Here are three questions from the Timbers’ win over Vancouver:
1. The result was better, but was the performance?
Yes and no. The Timbers certainly had some nice stretches on Sunday and Darlington Nagbe had his best game of the season, but the troubling pattern of losing control of games in the second half persisted.
In the first half the Timbers were thoroughly dominant. Although the Whitecaps gifted Portland a pair of goals, the 2-0 scoreline at the half was flattering of Vancouver, if anybody, as Nagbe and Valeri terrorized the Whitecaps and created several good goalscoring opportunities. The Timbers haven’t played many halves that good this year.
The ‘Caps, on the other hand, were short on ideas and lopsided in the first half, trying in vain to play Kekuta Manneh and Erik Hurtado in behind while paying no mind to attacking balance.
So the Timbers justifiably felt good going into halftime in complete control of the game. And yet, as has become a habit for this Timbers team, the second half was considerably more stressful.
Whereas the Timbers were crisp through midfield in the first half and repeatedly found Valeri and Nagbe between the lines, they were sloppy out of the locker room and started to lose control of a game that once looked barely competitive.
All the while the Whitecaps team that looked speculative at best in the attack during the first half started creating chances with regularity.
Standing alone, the Timbers’ struggles coming out of the locker room wouldn’t be all that troubling. After all, teams that get as whacked in a half as the Whitecaps were in the first half frequently come out of the locker room with something to prove. But in light of the Timbers’ habit of losing control of games after halftime, it’s hard to see Sunday as a significant change in Portland’s second-half form.
Still, as Caleb Porter noted postgame, the Timbers deserve credit for pulling themselves out of their funk and finishing the result. Over the course of the last 20 minutes the Timbers were at least as likely as Vancouver to put the game away as the Whitecaps were to get back in. And with a little bit of good fortune (and a brilliant strike from Nagbe), put the game away is exactly what the Timbers did.
The point remains, however, that for the fourth time in as many games the Timbers struggled to keep control of a game that once seemed in hand. It didn’t bite them on Sunday like it did last week, but it’s still something that the Timbers need to address going forward.
2. Is Dairon Asprilla back?
Well, let’s see how things progress, but Sunday may have been the lifeline that Asprilla needed.
After playing a total of only 25 minutes in the last eight games, Porter gave Asprilla 30 minutes of run on Sunday in a rivalry game. And, unlike his previous substitute cameos, Asprilla looked like the dangerous player that Portland hoped he would be coming into the season, repeatedly unlocking the byline and notching a confident penalty-kick goal.
Porter make perhaps his most detailed comments about Asprilla’s situation on Sunday after the game, and made clear that off-field issues were behind whatever the situation was with Asprilla.
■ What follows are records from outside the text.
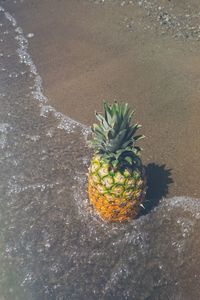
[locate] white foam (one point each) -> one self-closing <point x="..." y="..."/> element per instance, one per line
<point x="66" y="123"/>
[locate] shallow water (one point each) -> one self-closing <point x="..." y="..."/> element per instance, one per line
<point x="52" y="244"/>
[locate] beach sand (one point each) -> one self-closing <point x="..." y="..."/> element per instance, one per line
<point x="53" y="245"/>
<point x="88" y="51"/>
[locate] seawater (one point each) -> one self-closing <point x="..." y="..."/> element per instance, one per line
<point x="52" y="244"/>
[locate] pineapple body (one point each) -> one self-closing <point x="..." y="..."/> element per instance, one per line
<point x="116" y="193"/>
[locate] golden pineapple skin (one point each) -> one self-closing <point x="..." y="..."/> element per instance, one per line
<point x="117" y="200"/>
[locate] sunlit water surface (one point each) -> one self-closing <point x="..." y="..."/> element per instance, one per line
<point x="52" y="244"/>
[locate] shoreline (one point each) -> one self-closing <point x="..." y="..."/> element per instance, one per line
<point x="83" y="61"/>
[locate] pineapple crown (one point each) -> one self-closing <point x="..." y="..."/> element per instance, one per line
<point x="114" y="137"/>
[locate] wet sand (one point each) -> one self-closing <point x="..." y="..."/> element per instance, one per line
<point x="87" y="51"/>
<point x="52" y="243"/>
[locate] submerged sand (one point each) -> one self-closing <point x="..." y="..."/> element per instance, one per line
<point x="143" y="52"/>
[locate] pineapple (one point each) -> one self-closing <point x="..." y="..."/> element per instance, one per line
<point x="116" y="179"/>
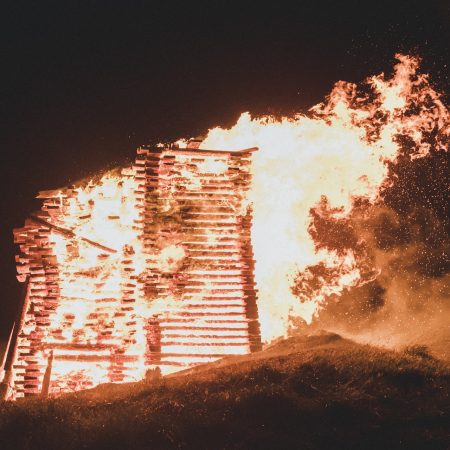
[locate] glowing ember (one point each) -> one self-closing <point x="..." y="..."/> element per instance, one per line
<point x="340" y="153"/>
<point x="153" y="267"/>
If Porter’s faith in Asprilla on Sunday and the Colombian’s performance in his opportunity are any indication, however, it could be that both Asprilla and Porter are ready to turn the page.
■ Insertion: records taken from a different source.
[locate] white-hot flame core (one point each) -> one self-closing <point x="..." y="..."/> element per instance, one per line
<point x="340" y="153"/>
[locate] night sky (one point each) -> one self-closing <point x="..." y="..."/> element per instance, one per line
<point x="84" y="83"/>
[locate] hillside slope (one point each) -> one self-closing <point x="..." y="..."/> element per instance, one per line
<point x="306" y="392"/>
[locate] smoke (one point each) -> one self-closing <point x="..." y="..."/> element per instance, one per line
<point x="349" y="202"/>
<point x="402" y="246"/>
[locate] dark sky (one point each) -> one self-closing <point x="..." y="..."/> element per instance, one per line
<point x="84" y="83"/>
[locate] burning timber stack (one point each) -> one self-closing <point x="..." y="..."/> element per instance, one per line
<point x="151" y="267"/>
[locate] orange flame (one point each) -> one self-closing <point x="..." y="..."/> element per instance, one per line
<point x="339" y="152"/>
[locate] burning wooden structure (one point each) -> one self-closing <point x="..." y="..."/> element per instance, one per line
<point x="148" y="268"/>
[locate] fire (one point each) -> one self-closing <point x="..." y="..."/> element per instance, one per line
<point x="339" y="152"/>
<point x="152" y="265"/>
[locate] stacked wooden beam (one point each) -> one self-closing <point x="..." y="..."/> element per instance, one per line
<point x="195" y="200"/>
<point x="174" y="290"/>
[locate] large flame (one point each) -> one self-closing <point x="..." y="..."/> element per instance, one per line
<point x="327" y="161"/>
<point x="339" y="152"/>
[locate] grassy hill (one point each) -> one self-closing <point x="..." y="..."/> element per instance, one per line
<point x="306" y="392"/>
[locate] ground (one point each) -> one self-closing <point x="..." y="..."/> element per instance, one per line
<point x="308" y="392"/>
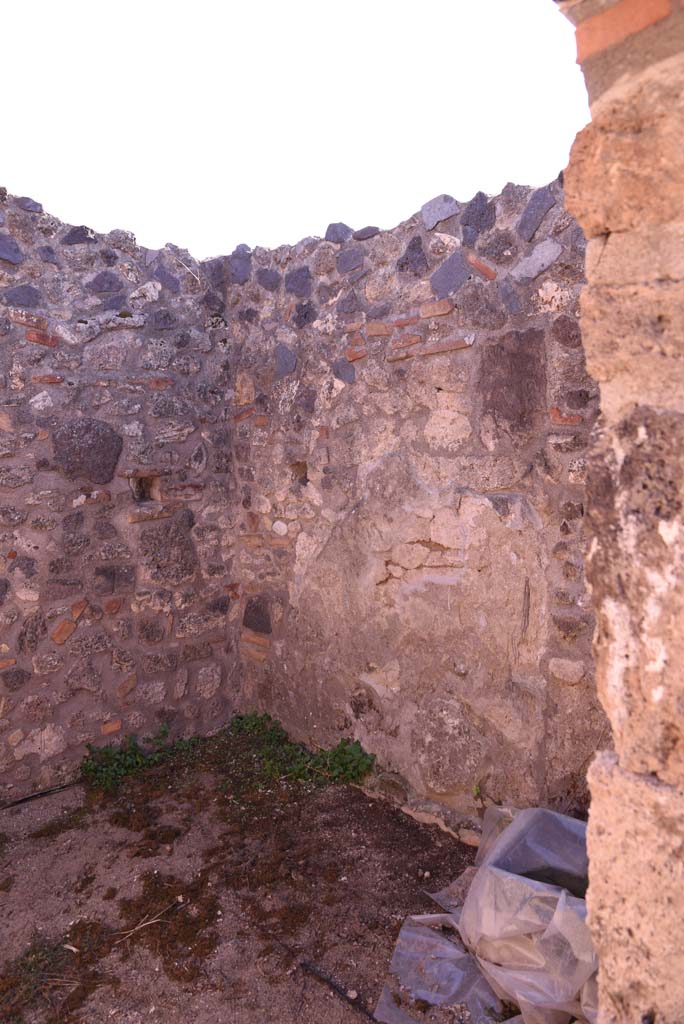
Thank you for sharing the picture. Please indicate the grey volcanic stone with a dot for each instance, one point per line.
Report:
(240, 265)
(540, 259)
(532, 215)
(48, 255)
(349, 259)
(167, 549)
(268, 279)
(87, 448)
(344, 371)
(438, 209)
(257, 614)
(24, 295)
(163, 320)
(451, 275)
(298, 282)
(478, 216)
(30, 205)
(105, 282)
(78, 236)
(338, 232)
(9, 250)
(286, 361)
(305, 313)
(366, 232)
(510, 296)
(414, 259)
(167, 280)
So it could be that Asprilla -- a player who looked like he had one foot out the door just a week ago when he missed his third consecutive gamed roster despite a glaring need on the wing -- is poised now to break back into the team at a time when his injury-depleted team needs him.
And on Sunday he showed that he still has the capability to be a significant factor for the Timbers on the field. Now he just has to do it consistently and stay in Porter’s good graces.
3. How important is this next stretch for the Timbers?
Next week the Timbers head to Chicago to play away to the clubhouse leaders in the race for the wooden spoon. Although the Timbers have certainly struggled on the road to start 2016, if there was ever a good opportunity to notch the team’s first away win of the season this is it. And then the following Wednesday the 6th-place San Jose Earthquakes head to Portland to face the Timbers for the third time this season.
Which is to say this: If the Timbers win their next two games (both of which are very winnable) the Timbers will almost certainly be above the red line heading into the Copa America break.
For everything that has gone wrong for the Timbers in the first three months of the season, the reality is the Timbers have a very real opportunity to right the ship before the June break. Now they just have to seize it.